The answer is that the left has come to embrace the troubling perspective that children are partially owned by the state. In the leftist worldview, the family unit does not have the sole right to determine what values and perspectives children should hold, but that public schools are equal stakeholders in these deeply personal decisions.
Take, for example, a recent op-ed in the Washington Post titled, “Parents Claim They Have the Right To Shape Their Kids’ School Curriculum. They Don’t.” The piece, which gained the praise of The American Federation for Teachers President Randi Weingarten, argues, that the fight for “parental rights” is nothing more than a Republican talking point meant to rally supporters.
The authors of the piece cited the Supreme Court case Pierce v. Society of Sisters, which argues that the state has a vested interest in “public welfare.”
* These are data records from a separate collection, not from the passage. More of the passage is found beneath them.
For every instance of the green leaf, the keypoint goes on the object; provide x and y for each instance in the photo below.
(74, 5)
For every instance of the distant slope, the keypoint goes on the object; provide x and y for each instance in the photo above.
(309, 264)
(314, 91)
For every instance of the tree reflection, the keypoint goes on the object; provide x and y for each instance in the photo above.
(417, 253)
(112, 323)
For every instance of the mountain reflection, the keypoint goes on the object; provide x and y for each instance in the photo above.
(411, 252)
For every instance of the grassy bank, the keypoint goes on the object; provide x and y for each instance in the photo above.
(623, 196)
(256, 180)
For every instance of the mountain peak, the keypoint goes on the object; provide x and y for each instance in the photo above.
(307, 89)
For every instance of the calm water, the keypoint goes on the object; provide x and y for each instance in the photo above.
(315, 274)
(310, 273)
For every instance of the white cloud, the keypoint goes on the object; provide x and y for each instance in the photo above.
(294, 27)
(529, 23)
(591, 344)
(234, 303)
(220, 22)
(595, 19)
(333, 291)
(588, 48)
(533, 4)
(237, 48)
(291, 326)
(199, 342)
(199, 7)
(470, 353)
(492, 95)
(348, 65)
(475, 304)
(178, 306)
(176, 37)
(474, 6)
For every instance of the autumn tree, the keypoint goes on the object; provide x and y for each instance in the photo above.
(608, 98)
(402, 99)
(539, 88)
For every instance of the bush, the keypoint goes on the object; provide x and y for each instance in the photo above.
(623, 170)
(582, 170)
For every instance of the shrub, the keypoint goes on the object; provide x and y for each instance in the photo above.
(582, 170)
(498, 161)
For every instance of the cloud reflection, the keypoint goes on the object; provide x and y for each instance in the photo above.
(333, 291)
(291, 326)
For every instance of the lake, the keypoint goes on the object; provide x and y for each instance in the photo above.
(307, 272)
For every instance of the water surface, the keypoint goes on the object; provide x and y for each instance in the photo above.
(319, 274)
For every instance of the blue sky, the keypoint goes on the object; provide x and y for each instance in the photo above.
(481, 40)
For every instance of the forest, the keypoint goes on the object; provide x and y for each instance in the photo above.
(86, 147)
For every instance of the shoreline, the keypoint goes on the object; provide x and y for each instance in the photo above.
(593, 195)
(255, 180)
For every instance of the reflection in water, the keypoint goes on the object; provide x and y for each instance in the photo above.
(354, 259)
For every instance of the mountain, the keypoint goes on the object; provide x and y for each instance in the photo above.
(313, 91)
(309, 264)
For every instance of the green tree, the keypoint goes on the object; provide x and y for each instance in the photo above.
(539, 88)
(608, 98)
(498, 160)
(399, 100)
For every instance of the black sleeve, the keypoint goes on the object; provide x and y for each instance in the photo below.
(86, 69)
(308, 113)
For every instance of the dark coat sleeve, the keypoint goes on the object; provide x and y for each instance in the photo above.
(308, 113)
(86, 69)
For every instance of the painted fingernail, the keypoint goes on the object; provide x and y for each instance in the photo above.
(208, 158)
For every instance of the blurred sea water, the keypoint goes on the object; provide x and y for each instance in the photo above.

However, as Lindsey Burke, director of The Heritage Foundation’s Center for Education Policy, points out on Twitter, the authors neglected to include perhaps the most consequential assertion in the court’s opinion, “The child is not the mere creature of the State; those who nurture him and direct his destiny have the right, coupled with the high duty, to recognize him and prepare him for additional obligations.”
Indeed, our children in American do not belong to their district assigned school. Parents are not helpless observers that are powerless to the will of education bureaucrats. As the Supreme Court noted, parents have a “high duty” to prepare their children for life, which involved making decisions about how and what their children learn. School boards work for parents, not the other way around. This distinction is fundamental to our democracy.
Particularly in areas where parents do not have options outside of the public school system, due to lack of school choice programs or the inability to afford private or homeschooling, a public school monopoly that dismisses the rights of parents is exceptionally abusive.
Now more than ever, parents must challenge the growing tyrannical power of the public school system and advocate for school choice in every state.